Perusahaan-perusahaan juga belum menganggap pengembangan infrastruktur digital sebagai inti bisnis dari sebuah perusahaan, sehingga bagi mereka biaya energi dan jejak karbon di data center bukan menjadi prioritas mereka.

"Jadi ini membuat sejumlah besar potensi pengurangan karbon secara maksimal sulit tercapai," kata Morgan, sebagaimana dihimpun IT Brief New Zealand.

AWS sendiri dikatakan Ken Haig, saat ini tengah berupaya keras dalam pengadaan energi yang 100 persen terbarukan untuk mendukung seluruh kebutuhan energi di tahun 2030.

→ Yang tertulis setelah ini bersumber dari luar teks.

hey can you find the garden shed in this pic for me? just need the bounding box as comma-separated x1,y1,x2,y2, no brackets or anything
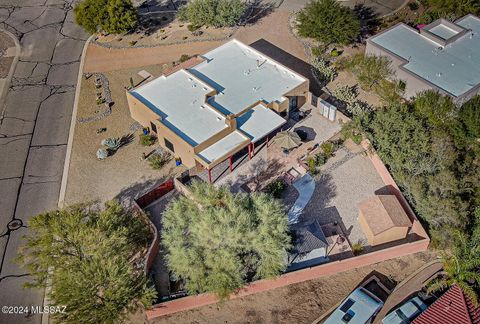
358,195,412,246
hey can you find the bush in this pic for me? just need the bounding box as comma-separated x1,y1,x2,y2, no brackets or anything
187,24,200,32
96,148,108,160
96,97,105,105
101,137,122,151
312,57,337,83
297,0,361,45
139,134,156,146
330,49,341,57
177,0,247,28
179,54,191,63
307,157,317,174
265,179,287,198
345,54,393,91
148,151,171,169
311,45,327,57
320,142,334,157
74,0,138,35
352,242,364,255
314,153,326,166
374,79,404,104
128,40,137,46
408,2,419,10
332,85,358,106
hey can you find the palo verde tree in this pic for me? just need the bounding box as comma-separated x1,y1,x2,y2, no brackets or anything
297,0,361,45
177,0,247,28
74,0,138,34
162,181,291,299
17,201,157,324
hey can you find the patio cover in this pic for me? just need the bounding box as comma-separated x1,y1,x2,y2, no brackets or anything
196,130,249,165
237,104,287,143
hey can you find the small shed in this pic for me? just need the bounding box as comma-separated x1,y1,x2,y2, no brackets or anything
358,195,412,246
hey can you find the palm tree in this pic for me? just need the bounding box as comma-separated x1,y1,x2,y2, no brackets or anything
428,209,480,305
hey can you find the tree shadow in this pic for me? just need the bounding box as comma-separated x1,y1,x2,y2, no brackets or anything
249,38,322,95
242,0,277,26
114,176,170,208
353,4,380,39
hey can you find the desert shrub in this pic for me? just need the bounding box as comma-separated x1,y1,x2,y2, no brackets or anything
311,45,327,57
312,57,337,83
408,2,419,10
352,242,364,255
139,134,156,146
307,157,317,174
179,54,191,63
265,179,287,198
320,142,334,158
96,97,105,105
345,54,393,91
374,79,405,104
177,0,247,28
74,0,138,35
148,151,171,169
347,100,373,117
101,137,122,151
297,0,361,45
314,153,326,166
128,40,137,46
96,148,108,160
187,24,200,32
332,85,358,106
330,48,341,57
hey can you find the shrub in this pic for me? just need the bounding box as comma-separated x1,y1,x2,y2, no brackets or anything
74,0,138,35
297,0,361,45
311,44,328,57
312,57,337,84
96,148,108,160
307,157,317,174
320,142,334,157
332,85,358,106
314,153,326,166
345,54,393,91
265,179,287,198
139,134,156,146
374,79,404,104
347,100,373,117
187,24,200,32
330,49,341,57
352,133,362,144
148,151,171,169
177,0,247,28
96,97,105,105
408,2,419,10
179,54,191,63
352,242,364,255
128,40,137,46
101,137,122,151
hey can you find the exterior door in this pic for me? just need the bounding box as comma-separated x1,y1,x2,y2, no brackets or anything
289,96,298,110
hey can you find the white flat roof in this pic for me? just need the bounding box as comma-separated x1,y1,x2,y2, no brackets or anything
131,70,227,146
369,15,480,97
237,104,286,142
197,130,248,164
189,40,306,115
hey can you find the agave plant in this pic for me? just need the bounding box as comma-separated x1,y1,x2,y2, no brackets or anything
101,137,121,151
96,148,108,160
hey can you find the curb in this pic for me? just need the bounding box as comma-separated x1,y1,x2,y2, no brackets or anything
57,34,94,209
0,28,20,117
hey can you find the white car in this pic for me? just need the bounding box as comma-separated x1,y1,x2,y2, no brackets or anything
382,297,427,324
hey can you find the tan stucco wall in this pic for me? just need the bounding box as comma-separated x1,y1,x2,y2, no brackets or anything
358,210,409,246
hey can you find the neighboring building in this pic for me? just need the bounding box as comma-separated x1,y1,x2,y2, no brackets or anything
287,219,329,271
414,285,480,324
126,39,310,180
324,287,384,324
366,14,480,104
358,195,412,246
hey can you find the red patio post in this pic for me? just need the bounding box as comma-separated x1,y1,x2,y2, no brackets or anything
266,136,269,147
251,142,255,157
229,156,233,172
207,168,212,183
248,143,252,160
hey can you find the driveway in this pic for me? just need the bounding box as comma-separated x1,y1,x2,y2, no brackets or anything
0,1,88,323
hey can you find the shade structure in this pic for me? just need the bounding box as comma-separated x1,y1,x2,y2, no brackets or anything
272,131,302,150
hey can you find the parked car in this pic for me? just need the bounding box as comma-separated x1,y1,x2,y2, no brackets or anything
325,287,384,324
382,296,427,324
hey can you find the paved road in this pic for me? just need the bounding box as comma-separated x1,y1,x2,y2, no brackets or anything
0,0,87,323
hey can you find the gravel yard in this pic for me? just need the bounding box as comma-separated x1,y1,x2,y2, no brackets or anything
301,144,387,247
64,64,184,205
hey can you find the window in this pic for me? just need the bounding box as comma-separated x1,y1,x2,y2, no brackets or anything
164,138,175,153
150,122,157,134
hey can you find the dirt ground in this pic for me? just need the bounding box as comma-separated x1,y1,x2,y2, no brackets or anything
64,64,185,205
149,251,437,324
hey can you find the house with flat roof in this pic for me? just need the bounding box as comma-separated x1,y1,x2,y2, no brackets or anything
366,14,480,104
127,39,309,180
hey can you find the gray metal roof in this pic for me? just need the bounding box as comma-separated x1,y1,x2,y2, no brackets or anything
290,219,328,254
369,15,480,97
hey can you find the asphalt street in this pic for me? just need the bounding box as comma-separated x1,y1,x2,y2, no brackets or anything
0,0,87,323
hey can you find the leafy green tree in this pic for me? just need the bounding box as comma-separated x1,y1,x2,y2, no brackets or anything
74,0,138,34
425,0,480,18
297,0,361,45
162,181,291,299
345,54,393,91
17,201,156,323
177,0,247,28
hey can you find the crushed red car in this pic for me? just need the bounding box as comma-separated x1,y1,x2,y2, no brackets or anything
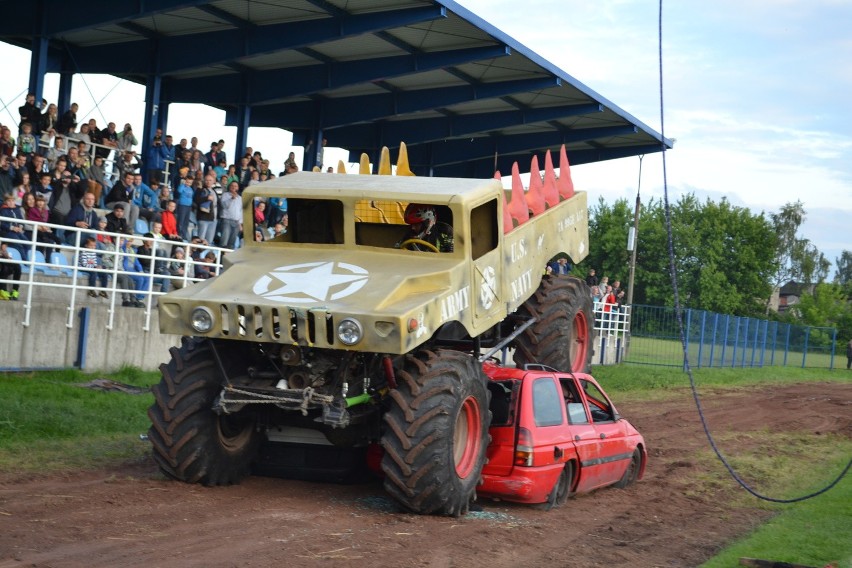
478,363,646,509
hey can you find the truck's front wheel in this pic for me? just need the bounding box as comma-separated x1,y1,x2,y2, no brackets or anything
381,349,491,516
514,275,593,373
148,338,261,485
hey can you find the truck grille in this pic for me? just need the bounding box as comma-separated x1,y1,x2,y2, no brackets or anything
218,304,335,347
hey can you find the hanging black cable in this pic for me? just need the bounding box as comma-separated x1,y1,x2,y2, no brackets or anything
656,0,850,503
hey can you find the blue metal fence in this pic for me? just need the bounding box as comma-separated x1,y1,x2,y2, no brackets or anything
624,305,838,369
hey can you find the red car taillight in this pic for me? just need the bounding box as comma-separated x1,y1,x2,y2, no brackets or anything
514,427,533,467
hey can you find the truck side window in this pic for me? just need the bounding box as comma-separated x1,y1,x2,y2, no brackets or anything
532,377,563,427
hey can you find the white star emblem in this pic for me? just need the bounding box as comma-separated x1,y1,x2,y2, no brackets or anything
253,261,369,304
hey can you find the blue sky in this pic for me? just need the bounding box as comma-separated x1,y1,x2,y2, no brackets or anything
0,0,849,274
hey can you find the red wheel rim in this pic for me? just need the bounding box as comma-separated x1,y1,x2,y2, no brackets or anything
453,396,482,479
571,310,589,372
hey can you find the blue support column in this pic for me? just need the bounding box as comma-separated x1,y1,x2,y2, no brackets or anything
57,70,74,116
235,104,251,159
142,74,163,179
28,36,49,106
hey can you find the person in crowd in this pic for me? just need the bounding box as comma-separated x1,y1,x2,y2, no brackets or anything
120,241,151,306
235,156,253,189
0,155,14,198
159,200,181,241
20,191,35,215
105,203,131,235
253,199,266,232
174,175,194,241
0,193,29,254
272,220,287,238
17,122,37,156
97,227,141,308
116,123,138,156
86,155,110,205
44,135,66,170
586,268,598,289
18,93,41,135
146,128,167,184
78,236,109,298
57,103,78,137
27,154,48,183
105,171,141,231
194,175,218,244
27,194,56,255
218,181,243,249
194,250,218,279
548,257,571,275
284,151,299,174
397,203,453,252
0,127,16,157
47,169,83,230
96,121,118,160
132,172,161,224
64,191,98,244
16,172,33,204
847,338,852,371
601,284,617,333
0,241,22,301
39,103,59,144
136,233,171,294
167,246,190,289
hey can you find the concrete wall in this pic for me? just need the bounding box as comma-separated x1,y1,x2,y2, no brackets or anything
0,301,181,372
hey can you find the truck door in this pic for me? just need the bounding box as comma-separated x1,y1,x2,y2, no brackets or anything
470,199,502,320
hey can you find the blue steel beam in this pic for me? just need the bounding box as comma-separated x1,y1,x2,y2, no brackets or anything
234,76,560,129
324,103,603,148
401,125,640,165
164,44,510,104
63,6,447,76
421,143,667,178
19,1,215,36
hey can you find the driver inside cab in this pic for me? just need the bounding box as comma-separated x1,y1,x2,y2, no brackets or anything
397,203,454,252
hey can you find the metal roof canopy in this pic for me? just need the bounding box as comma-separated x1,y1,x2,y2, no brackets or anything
1,0,672,177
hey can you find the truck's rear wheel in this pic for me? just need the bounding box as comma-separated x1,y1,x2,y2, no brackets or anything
148,338,260,485
381,349,491,516
514,275,593,373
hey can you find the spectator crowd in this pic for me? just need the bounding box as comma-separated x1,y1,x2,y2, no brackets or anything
1,92,304,304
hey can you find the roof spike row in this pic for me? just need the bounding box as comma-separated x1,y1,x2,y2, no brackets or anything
557,144,575,199
377,146,392,175
507,161,530,227
395,142,415,176
525,155,546,215
359,153,371,175
542,150,560,207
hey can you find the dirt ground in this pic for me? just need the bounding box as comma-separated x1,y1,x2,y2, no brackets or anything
1,382,850,568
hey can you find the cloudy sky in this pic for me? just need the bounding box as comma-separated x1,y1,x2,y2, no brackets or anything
0,0,849,273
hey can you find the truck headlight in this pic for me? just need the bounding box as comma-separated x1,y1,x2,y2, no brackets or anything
337,318,363,346
190,307,214,333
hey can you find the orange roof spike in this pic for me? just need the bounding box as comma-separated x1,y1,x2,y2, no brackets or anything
396,142,415,176
359,153,371,175
337,160,346,173
542,150,560,207
494,170,502,180
507,161,530,226
377,146,392,175
501,187,513,234
525,155,546,215
557,144,575,199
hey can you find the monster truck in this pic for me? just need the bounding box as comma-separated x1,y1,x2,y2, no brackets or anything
148,145,593,516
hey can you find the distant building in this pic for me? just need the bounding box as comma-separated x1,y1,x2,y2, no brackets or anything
776,280,815,313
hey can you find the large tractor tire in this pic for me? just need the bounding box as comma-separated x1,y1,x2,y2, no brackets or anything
514,275,593,373
381,349,491,516
148,337,261,485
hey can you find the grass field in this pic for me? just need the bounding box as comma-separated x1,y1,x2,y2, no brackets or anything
0,363,849,565
623,335,838,370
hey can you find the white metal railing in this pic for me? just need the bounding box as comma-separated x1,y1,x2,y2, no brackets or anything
592,301,631,338
0,216,230,331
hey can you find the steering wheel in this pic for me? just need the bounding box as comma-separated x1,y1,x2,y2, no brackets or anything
399,238,440,253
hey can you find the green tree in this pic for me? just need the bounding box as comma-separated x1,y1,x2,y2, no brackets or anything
834,250,852,286
586,196,634,283
793,282,852,341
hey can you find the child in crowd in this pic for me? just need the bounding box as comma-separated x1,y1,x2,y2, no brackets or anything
78,236,108,298
0,241,22,300
17,122,37,155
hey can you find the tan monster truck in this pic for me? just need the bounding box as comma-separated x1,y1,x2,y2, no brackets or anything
149,145,593,516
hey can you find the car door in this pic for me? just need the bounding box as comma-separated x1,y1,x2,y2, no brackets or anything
577,376,635,486
525,375,573,470
559,375,611,491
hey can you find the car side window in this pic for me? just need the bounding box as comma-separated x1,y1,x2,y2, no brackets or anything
532,377,564,427
560,378,589,424
581,379,615,422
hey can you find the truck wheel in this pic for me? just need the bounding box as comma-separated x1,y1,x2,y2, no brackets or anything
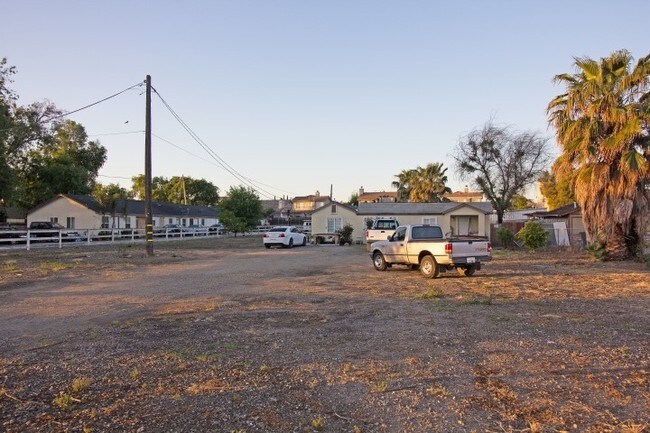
373,252,387,271
419,256,439,279
457,266,476,277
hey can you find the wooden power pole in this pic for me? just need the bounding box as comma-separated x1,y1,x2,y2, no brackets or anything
144,75,154,256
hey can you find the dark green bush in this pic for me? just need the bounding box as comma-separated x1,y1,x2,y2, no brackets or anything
516,221,548,250
337,224,354,245
496,226,515,249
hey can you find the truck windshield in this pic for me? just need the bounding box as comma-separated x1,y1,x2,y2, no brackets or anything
411,226,443,240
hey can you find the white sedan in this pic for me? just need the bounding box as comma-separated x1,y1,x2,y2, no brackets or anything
263,226,307,249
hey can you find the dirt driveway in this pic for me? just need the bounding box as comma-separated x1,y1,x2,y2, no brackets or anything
1,238,648,433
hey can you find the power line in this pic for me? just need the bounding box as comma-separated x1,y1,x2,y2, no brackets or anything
0,82,145,134
47,81,145,121
151,86,281,199
89,130,144,137
153,133,297,197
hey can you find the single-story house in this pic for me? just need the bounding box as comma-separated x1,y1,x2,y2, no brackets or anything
0,206,27,225
311,201,494,243
27,194,219,230
526,202,585,247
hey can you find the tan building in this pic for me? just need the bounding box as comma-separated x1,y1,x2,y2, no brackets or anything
291,191,331,216
311,201,494,243
27,194,219,230
444,186,484,203
357,186,397,203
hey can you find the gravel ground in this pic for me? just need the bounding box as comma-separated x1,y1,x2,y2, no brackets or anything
0,237,648,433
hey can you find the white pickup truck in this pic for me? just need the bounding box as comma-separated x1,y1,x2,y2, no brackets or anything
369,224,492,278
365,218,399,244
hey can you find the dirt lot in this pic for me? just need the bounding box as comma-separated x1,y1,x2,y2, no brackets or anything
0,238,648,433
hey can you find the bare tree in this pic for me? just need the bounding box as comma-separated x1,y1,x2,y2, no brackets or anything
453,121,551,223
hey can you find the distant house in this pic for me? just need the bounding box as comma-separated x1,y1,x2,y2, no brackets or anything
357,186,397,203
311,201,494,243
260,198,292,222
291,191,331,219
0,206,27,225
444,186,484,203
27,194,219,230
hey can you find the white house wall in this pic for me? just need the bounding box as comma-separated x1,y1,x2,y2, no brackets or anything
27,196,100,229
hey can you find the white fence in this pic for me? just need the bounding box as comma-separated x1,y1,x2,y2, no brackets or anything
0,227,242,251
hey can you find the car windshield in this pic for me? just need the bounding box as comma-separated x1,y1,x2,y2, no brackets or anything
269,227,287,232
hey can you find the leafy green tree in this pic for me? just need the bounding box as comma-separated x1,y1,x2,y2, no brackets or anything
92,183,134,224
347,192,359,206
538,168,576,210
131,174,171,202
1,59,62,207
219,186,262,235
516,221,549,250
547,50,650,260
453,121,551,224
391,163,452,203
21,120,106,208
131,175,219,205
509,194,535,210
496,226,516,249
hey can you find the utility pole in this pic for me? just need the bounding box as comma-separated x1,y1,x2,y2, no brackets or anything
144,75,154,256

Salah satu upayanya adalah dengan menjalin kolaborasi dengan Vector, perusahaan energi terbesar di Selandia Baru, dalam membangun New Energy Platform (NEP). NEP yang dibangun AWS merupakan solusi analitik berbasis Internet of Things bagi industri energi dan didayai oleh teknologi AWS untuk membantu menghadirkan opsi-opsi energi yang dapat diandalkan, terjangkau dan bersih.

Dampak negatif Jejak karbon mencakup emisi yang dihasilkan dari pembakaran bahan bakar fosil di pabrik, pemanas, transportasi, serta emisi yang diperlukan untuk menghasilkan listrik yang terkait dengan barang dan jasa yang dikonsumsi.

Menurut keterangan di laman Zero Waste Indonesia, jejak karbon dapat memberikan dampak negatif bagi lingkungan, seperti kekeringan, berkurangnya sumber air bersih, cuaca ekstrem, bencana alam, dan lain-lain.